Wednesday, February 12, 2014

Could Grains Be Stealing Your Minerals?

Since I started my practice, I have noticed that nearly everyone is showing signs of Mineral Deficiency. At first, I blamed it on the lack of mineral rich foods in our diets but it is actually more complicated than that.

Gluten Free is the big buzz in food now, but are we looking at it totally crooked?
Our Ancestors and even people from other cultures are still preparing their grains before they eat them. In our fast paced culture, we rely on prepared and processed foods for the bulk of our diet.

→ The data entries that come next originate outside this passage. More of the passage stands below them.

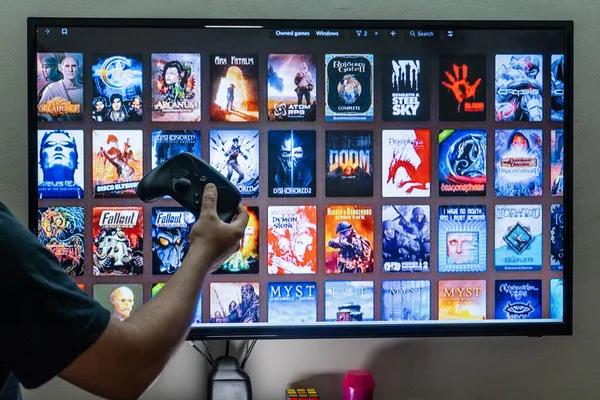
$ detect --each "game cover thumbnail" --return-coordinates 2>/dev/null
[438,280,487,320]
[325,281,375,322]
[325,131,373,197]
[550,129,565,196]
[37,207,85,276]
[494,204,543,271]
[382,57,429,121]
[92,207,144,276]
[381,281,431,321]
[151,207,196,275]
[381,205,431,272]
[550,204,565,271]
[209,130,260,197]
[495,279,542,319]
[438,129,487,196]
[38,129,85,200]
[152,130,202,169]
[438,205,487,273]
[439,55,487,121]
[495,129,543,197]
[36,53,83,122]
[267,205,317,275]
[213,206,260,274]
[325,54,374,121]
[269,130,317,197]
[267,54,317,121]
[152,53,201,122]
[94,283,144,321]
[91,54,144,122]
[152,283,202,327]
[550,278,564,319]
[550,54,565,121]
[267,282,317,323]
[325,205,375,274]
[92,130,144,198]
[381,129,431,197]
[209,282,260,323]
[496,54,544,121]
[210,54,260,122]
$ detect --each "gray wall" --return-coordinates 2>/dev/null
[0,0,600,400]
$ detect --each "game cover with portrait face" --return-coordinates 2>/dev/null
[152,53,201,122]
[90,54,144,122]
[325,281,375,322]
[269,130,317,197]
[267,282,317,323]
[494,204,543,271]
[383,57,429,121]
[439,55,487,121]
[325,205,376,274]
[381,129,431,197]
[92,130,144,198]
[325,131,374,197]
[151,207,196,275]
[37,53,83,122]
[92,207,144,276]
[381,205,431,272]
[496,54,544,122]
[209,130,260,197]
[210,54,260,122]
[38,129,85,200]
[381,280,431,321]
[495,129,544,197]
[438,280,487,320]
[438,205,487,273]
[494,279,542,319]
[325,54,374,121]
[213,206,260,274]
[438,129,487,196]
[267,54,317,121]
[37,207,85,276]
[267,205,317,275]
[209,282,260,323]
[94,283,144,321]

As I was growing up, whenever I ate grains, my stomach got upset, so basically as I grew, I stopped eating most things. One thing I noticed that never bothered me was buckwheat. So that has been a breakfast staple for me for years off and on. Also any type of bread without a big slathering of good butter, was completely off my list.

Recently, I came across a great article that explains my grain issues and though I have known about these types of things, when I read it, the lightbulb went off.

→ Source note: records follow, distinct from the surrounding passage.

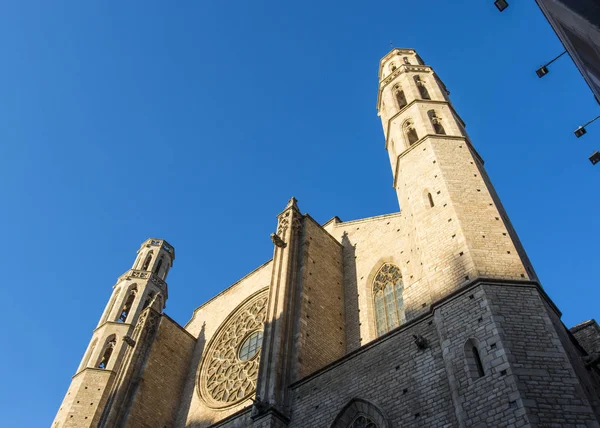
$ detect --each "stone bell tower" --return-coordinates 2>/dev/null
[377,49,536,301]
[52,238,175,427]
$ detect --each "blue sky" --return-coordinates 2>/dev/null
[0,0,600,427]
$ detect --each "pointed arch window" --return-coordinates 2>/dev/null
[154,257,164,275]
[404,120,419,146]
[142,291,155,309]
[142,251,153,270]
[98,335,117,369]
[80,338,98,370]
[373,263,406,336]
[394,86,408,110]
[427,192,435,208]
[330,398,390,428]
[427,110,446,135]
[413,76,431,100]
[100,289,121,324]
[465,339,485,380]
[117,285,137,322]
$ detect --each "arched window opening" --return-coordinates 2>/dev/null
[98,336,117,369]
[348,415,378,428]
[117,286,137,322]
[373,263,406,336]
[394,86,408,110]
[331,398,390,428]
[80,339,98,369]
[142,251,152,270]
[427,192,435,208]
[100,289,121,324]
[142,291,155,309]
[404,121,419,146]
[465,339,485,379]
[427,110,446,135]
[414,76,431,100]
[154,257,164,275]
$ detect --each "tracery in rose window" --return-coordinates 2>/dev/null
[198,289,268,408]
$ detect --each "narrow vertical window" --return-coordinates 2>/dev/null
[413,76,431,100]
[473,345,485,377]
[154,257,163,275]
[142,291,154,309]
[142,251,152,270]
[394,86,408,110]
[427,110,446,135]
[80,339,98,369]
[465,339,485,380]
[117,286,137,322]
[373,263,405,336]
[404,120,419,146]
[98,336,117,369]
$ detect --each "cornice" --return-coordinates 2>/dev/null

About 2 years ago, I started fermenting almost everything because I found my teeth were getting vertical cracks in them and I even chipped one tooth (I figured if my teeth were having issues, what is happening to my bones). I found a great book on healthy teeth and rediscovered fermenting. What I discovered was that my body also started changing. I was within a normal weight but noticed that after 2 weeks of fermented foods, fermented butter oil, raw butter etc. my muscles were growing. I looked in the mirror and I actually look sculpted. I was not working out at the time, and the only change was my diet, so I attributed it to the fermenting. Over time, I gradually stopped fermenting and some of the other things because they are not easily available where I live part of the year and what I noticed was my beautifully sculpted arms disappeared.

Recently I started working out again, and to my surprise, I was not building any muscle. This was totally foreign to me. All my life, if I did only a little exercise, muscles would appear almost immediately. After a month of workout, 3 days a week or more, nothing! Granted, I did not want to be muscle-bound but did want to build some strength.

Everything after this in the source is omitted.